Nella piazza principale del paese ha casa e bottega un calzolaio. È stato uno scapestrato e un cacciatore di frodo di gioventù, poi è diventato un artigiano rinomato anche fuori dal paese e dalla vallata, ha cominciato ad arricchire e ad acquistare terre. In muta competizione con il suocero, un tintore di Millsdorf che gli ha dato in moglie la figlia, senza tuttavia dotarla, per metterlo alla prova.
Dal matrimonio sono nati due figli, Corrado e Susanna detta Sanna: sono gli unici che vanno a Millsdorf, a trovare la nonna, percorrendo un sentiero che rasenta la montagna e scavalla da una vallata all’altra. Sono in visita anche alla vigilia di Natale, approfittando del bel tempo. Al ritorno li sorprendono una nevicata fitta e una nebbia che fanno perdere loro la strada. I bambini (il giudizioso Corrado che copre, rifocilla e conforta l’obbediente Sanna) hanno lasciato il sentiero e, senza accorgersene, hanno raggiunto il ghiacciaio.
Passeranno la notte in una cavità tra due massi, vegliando per non rischiare l’assideramento, alla mattina disorientati vedranno una bandiera rossa e sentiranno il suono di un corno: sono gli abitanti dei due villaggi, non più estranei, che stanno battendo la montagna per cercarli. Rifocillati e ricondotti a casa, i bambini riceveranno finalmente, prima di cedere al sonno, i doni di Natale.

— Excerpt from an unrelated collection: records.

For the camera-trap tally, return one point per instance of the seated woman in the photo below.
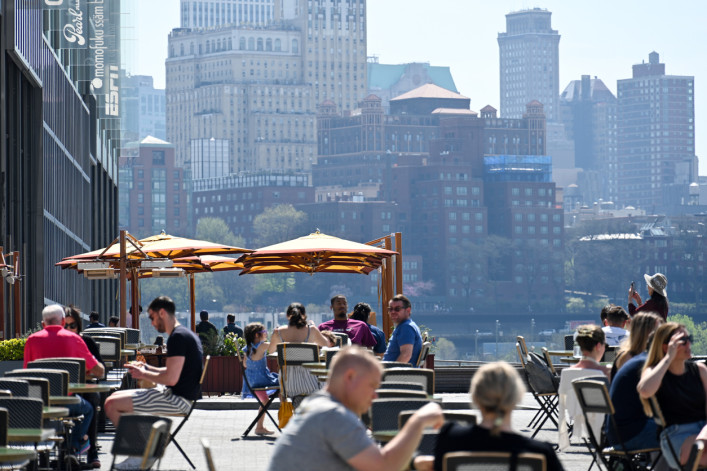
(496, 389)
(679, 385)
(591, 341)
(298, 381)
(259, 376)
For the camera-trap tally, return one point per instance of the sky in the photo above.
(601, 38)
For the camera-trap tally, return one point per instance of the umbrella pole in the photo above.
(123, 284)
(192, 299)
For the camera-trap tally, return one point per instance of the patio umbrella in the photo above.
(315, 253)
(160, 246)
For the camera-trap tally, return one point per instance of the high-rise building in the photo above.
(59, 137)
(144, 108)
(588, 112)
(210, 13)
(655, 134)
(529, 63)
(258, 86)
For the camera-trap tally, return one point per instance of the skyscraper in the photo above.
(259, 86)
(655, 134)
(529, 63)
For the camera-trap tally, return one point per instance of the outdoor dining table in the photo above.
(13, 455)
(63, 400)
(53, 412)
(78, 388)
(29, 435)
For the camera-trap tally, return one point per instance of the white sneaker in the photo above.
(131, 463)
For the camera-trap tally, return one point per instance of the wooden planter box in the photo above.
(224, 375)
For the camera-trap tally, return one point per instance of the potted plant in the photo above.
(224, 374)
(12, 352)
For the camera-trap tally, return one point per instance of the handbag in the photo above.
(286, 409)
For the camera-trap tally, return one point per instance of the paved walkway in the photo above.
(223, 428)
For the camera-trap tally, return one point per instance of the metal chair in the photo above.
(186, 417)
(207, 454)
(412, 375)
(142, 436)
(384, 412)
(76, 374)
(402, 385)
(593, 396)
(485, 460)
(263, 406)
(424, 352)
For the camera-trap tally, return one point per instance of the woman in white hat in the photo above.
(658, 301)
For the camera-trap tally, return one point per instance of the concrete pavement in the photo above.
(227, 418)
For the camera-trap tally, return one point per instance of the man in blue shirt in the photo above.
(406, 342)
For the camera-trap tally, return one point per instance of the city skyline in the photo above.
(603, 41)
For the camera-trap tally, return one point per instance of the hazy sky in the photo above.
(600, 38)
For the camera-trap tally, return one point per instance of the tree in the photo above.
(278, 224)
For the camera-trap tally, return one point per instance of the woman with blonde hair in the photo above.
(641, 327)
(496, 389)
(679, 385)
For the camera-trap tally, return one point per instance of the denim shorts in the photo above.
(677, 434)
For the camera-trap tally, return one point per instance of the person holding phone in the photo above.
(658, 301)
(679, 385)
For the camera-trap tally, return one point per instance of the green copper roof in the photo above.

Un racconto perfetto e classico, dall’avvio lento e sinuoso che si inerpica e prende quota quando i bimbi si smarriscono. Raramente la montagna e la piccola comunità autosufficiente che la abita sono state raccontate con tanta intensità, raramente la fascinazione della neve e del ghiaccio, dove l’incanto cede alla paura, hanno trovato cantori così ispirati. Sobrio e parco nell’aggettivazione, quasi monocromatico nella tavolozza con cui tinteggia il racconto (il bianco dell’inverno e della purezza, il rosso dell’amore e della salvezza), Cristallo di rocca ha un di più di fascino che gli deriva dalla sua “religione della natura” e da un persistente aroma fiabesco (i bambini perduti nel bosco). Adalbert Stifter (1805-1868) pubblicò Cristallo di rocca nel 1845 come racconto per bambini e, dopo averlo rimaneggiato e polito, lo incluse nella raccolta Pietre colorate.

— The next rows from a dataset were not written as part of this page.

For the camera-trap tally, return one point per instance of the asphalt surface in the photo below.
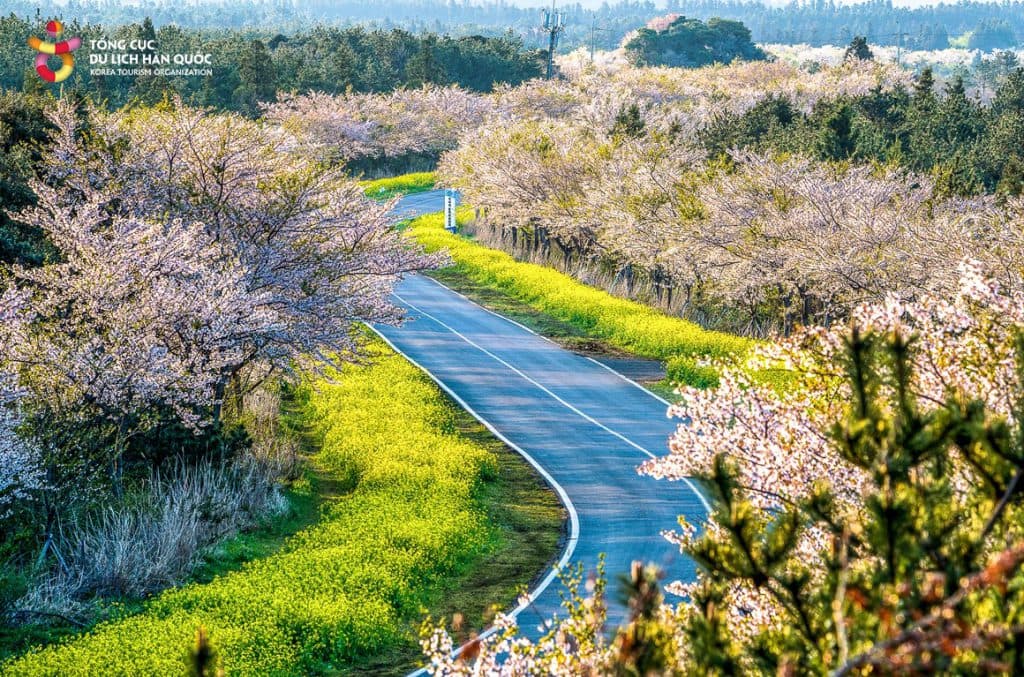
(583, 425)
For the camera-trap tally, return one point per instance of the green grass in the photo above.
(592, 313)
(410, 531)
(384, 188)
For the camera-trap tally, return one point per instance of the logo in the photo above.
(62, 49)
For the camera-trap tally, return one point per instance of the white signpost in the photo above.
(450, 203)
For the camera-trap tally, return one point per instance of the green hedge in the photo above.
(350, 586)
(628, 325)
(384, 188)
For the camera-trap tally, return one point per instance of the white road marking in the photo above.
(568, 406)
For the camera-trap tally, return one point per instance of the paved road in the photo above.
(585, 426)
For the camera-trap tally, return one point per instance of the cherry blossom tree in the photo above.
(354, 126)
(864, 519)
(197, 253)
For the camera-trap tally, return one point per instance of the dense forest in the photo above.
(965, 24)
(248, 70)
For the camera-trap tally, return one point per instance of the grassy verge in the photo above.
(384, 188)
(588, 312)
(304, 500)
(429, 515)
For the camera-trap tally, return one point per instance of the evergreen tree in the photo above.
(859, 49)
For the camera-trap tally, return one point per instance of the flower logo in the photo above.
(64, 49)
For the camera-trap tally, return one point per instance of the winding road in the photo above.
(585, 427)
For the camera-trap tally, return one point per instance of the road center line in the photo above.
(568, 406)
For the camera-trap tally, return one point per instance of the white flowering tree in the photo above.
(197, 253)
(866, 516)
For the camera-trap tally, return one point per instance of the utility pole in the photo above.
(554, 24)
(593, 34)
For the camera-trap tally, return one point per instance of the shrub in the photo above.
(344, 588)
(625, 324)
(384, 188)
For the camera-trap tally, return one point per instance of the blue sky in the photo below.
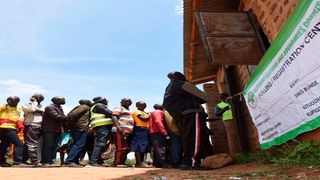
(86, 48)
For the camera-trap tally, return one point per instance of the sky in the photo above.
(80, 49)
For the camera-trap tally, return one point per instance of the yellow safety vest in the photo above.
(98, 119)
(227, 115)
(8, 113)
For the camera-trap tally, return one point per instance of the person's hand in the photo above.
(119, 129)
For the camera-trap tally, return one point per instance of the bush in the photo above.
(295, 154)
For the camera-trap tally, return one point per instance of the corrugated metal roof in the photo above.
(196, 67)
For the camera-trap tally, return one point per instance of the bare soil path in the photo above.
(242, 171)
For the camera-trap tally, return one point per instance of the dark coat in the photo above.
(53, 119)
(176, 100)
(78, 118)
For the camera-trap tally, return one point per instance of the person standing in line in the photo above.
(10, 125)
(123, 116)
(186, 110)
(175, 146)
(223, 109)
(33, 113)
(101, 122)
(140, 138)
(77, 123)
(53, 120)
(158, 136)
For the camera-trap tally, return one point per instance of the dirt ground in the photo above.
(243, 171)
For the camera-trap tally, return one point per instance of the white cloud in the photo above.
(46, 59)
(18, 88)
(179, 8)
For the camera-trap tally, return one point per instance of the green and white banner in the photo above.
(283, 94)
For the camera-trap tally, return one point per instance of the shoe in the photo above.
(185, 167)
(94, 165)
(35, 163)
(20, 165)
(143, 166)
(73, 165)
(49, 165)
(122, 166)
(200, 168)
(5, 165)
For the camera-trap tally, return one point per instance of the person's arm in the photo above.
(142, 118)
(102, 109)
(158, 119)
(218, 111)
(115, 120)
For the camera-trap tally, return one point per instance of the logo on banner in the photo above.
(252, 100)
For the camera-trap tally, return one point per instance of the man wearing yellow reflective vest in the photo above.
(223, 109)
(9, 125)
(101, 122)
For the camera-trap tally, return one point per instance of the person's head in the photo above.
(13, 101)
(85, 102)
(158, 107)
(126, 102)
(141, 105)
(100, 100)
(37, 97)
(223, 96)
(177, 75)
(58, 100)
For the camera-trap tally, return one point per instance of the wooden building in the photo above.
(224, 40)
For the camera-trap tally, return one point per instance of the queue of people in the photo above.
(175, 133)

Tre bambini e un’adulta che li accompagna alla cattedrale di St. Paul, a Londra. È il primo anno dopo la guerra, non cadono più le bombe, si ricomincia a vivere, c’è animazione nelle strade, luce dopo tanto oscuramento. Alla cattedrale è in corso una funzione natalizia officiata dal vescovo, il coro di voci bianche canta le carole – una sugli animali che vegliano il divino infante nella mangiatoia e gli offrono i loro poveri doni – e i tre bambini commentano irriverenti, a voce alta. Quando è il momento di regalare i loro vecchi giocattoli ai bambini poveri, i tre, che hanno in gran conto la virtù ma trovano difficile praticarla, recalcitrano e infine rifiutano. Usciti all’aria aperta, tra le macerie dei bombardamenti, uno di loro fa una domanda alla narratrice: perché non c’era neppure un animale selvatico a rendere omaggio al Bambino? E qui l’autrice vola, in un racconto che altrimenti resterebbe una delle tante graziose nugae d’occasione. Alla mangiatoia si presenta infatti la volpe, osteggiata dagli altri mansueti animali, per regalare all’infante la sua astuzia, di cui avrà bisogno quando sarà, come lei, solo in un mondo ostile. Ecco, quelle dieci venti pagine che fanno parlare la volpe sono un grande, amaro omaggio alla solitudine selvatica, alla diversità e al coraggio indomito dell’individualità. Traduzione con qualche scivolata: “un decoroso schiarirsi di gole, quasi apologetico” sarebbe stato meglio reso con “scusandosi” o “come chiedendo scusa”, più aderente all’inglese apologetically, restituito con letteralità erronea. Pamela Lyndon Travers è l’autrice di Mary Poppins.